En realidad, uno, con el paso de los años se va curando de espantos y ya nada sorprende. La perplejidad cada día es menor, pero sigue habiendo motivos para ella. El último, el pretendido cambio del escudo del Real Madrid y, sobre todo, los motivos de esa mutación que rompe con toda una historia del club blanco. Como todos sabemos, en la cima del mentado escudo, encima de la corona real, aparece una cruz pequeñita que ahora los patrocinadores del club “por exigencias de su fe” pretenden eliminar. Menos mal que, de momento, la sustitución por una media luna está por ver…
Para empezar me parece una claudicación de principios, un pisotear toda una tradición y un someterse a los dictados de la economía, que es lo que parece mueve mayoritariamente a los “cerebros” de tan señero club. Se hace lo que haga falta con tal de ganar dinero, que parece ser de lo que se trata. Vienen a mi mente varias reflexiones ante este hecho que podría ser baladí, pero que entraña una gravedad suma al contemplar los motivos que lo propician. 

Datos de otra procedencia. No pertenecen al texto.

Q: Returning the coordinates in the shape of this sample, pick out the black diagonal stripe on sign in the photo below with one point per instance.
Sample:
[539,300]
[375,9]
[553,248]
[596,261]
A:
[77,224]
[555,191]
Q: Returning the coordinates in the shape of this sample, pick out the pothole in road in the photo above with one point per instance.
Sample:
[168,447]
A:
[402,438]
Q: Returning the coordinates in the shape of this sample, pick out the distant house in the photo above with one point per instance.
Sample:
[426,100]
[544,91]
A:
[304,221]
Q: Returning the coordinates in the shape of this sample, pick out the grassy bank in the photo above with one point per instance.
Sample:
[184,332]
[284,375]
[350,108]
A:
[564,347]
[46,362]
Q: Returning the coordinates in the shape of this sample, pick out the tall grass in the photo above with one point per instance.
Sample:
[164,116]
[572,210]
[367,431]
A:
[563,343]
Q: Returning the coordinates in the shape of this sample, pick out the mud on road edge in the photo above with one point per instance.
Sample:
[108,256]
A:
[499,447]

Para comenzar me está dando la impresión de que se quieren cargar toda una cultura que, por mucho que se obnubilen, es cristiana en toda Europa y que está marcada por la cruz que desde hace más de dos mil años movió y sigue motivando a millones de seguidores. Y que olvidarlo, soslayarlo o eliminarlo es ir contra la historia que es patrimonio en todo Occidente. Por eso, este problema que en sí sería mínimo, adquiere una mayor relevancia como un componente más de una cultura que se quiere introducir al precio que fuere, incluso con sangre de por medio. Esta es la cruda realidad.
Curiosamente, como todos sabemos, si el problema fuese a la inversa, si fuésemos los occidentales los patrocinadores de cualquier evento en aquellos países y se nos ocurriese eliminar la media luna o introducir costumbres incluso gastronómicas, horarias o culturales, sin duda seríamos perseguidos. Pero aquí, de un tiempo a esta parte, amparados en lo que hemos dado en llamar “políticamente correcto” tragamos carros y carretas, callamos y aguantamos en una tolerancia que más que comprensión es caridad, sufriendo increíbles persecuciones y admitiendo de buen grado costumbres que nada tienen que ver con nuestra cultura occidental, europea.
Un triste panorama que se está introduciendo de manera sibilina pero que permite, consiente y aprueba modos, maneras y costumbres foráneas e incluso contrarias a las nuestras. En un ayuntamiento español en la escuela se elimina la religión católica y se introduce el Islam, en otro centro se prohíbe la carne de cerdo, en aquel evento se elimina el alcohol, y ahora en el escudo del Madrid se pretende eliminar la cruz que lo corona, signo tan preciado por millones de seguidores de aquí y de acullá. Así está nuestra sociedad y veremos a donde llegamos.